A Dio è gradito ogni tipo di bene che gli viene offerto. Addirittura,
anche il cuore pentito di avere compiuto il male è un bene gradito (Cfr.
Salmo 50). La via all’offerta di consacrazione, che sia di ringraziamento
o di espiazione, è sempre aperta. (Cfr. A. Rosmini, Teosofia, nn. 1057-
1058).
Abele è “molto” giusto nel senso che, anche se è il figlio secondogenito,
offre i primogeniti del suo gregge.
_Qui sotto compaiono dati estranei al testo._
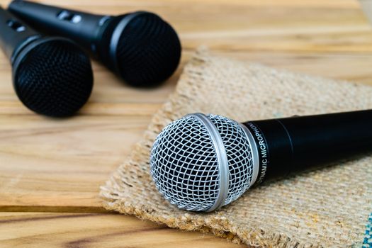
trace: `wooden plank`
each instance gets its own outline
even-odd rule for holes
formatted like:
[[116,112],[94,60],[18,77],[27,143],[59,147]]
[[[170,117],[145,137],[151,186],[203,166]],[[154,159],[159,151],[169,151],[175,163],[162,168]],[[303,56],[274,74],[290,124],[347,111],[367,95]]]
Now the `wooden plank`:
[[89,102],[77,116],[55,120],[22,106],[0,55],[0,210],[102,211],[99,186],[140,139],[201,44],[247,62],[372,84],[372,31],[357,1],[38,1],[113,14],[155,11],[179,31],[182,63],[164,85],[145,90],[95,62]]
[[246,247],[108,213],[0,213],[0,247]]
Altre persone vivranno la stessa
esperienza, perché brilli la potenza del Creatore e non della creatura:
“i primi saranno ultimi e gli ultimi saranno primi”. La riflessione ci porta
anche a Betlemme: la nascita dell’unigenito Figlio di Dio, nuovo Adamo
e nuovo Abele, è tra i pastori, emarginati, ultimi nella società. Abele e
Gesù pagano con la vita la propria offerta, vittime della gelosia di
coloro che si ritengono primi.
La generosità non comune delle persone comuni.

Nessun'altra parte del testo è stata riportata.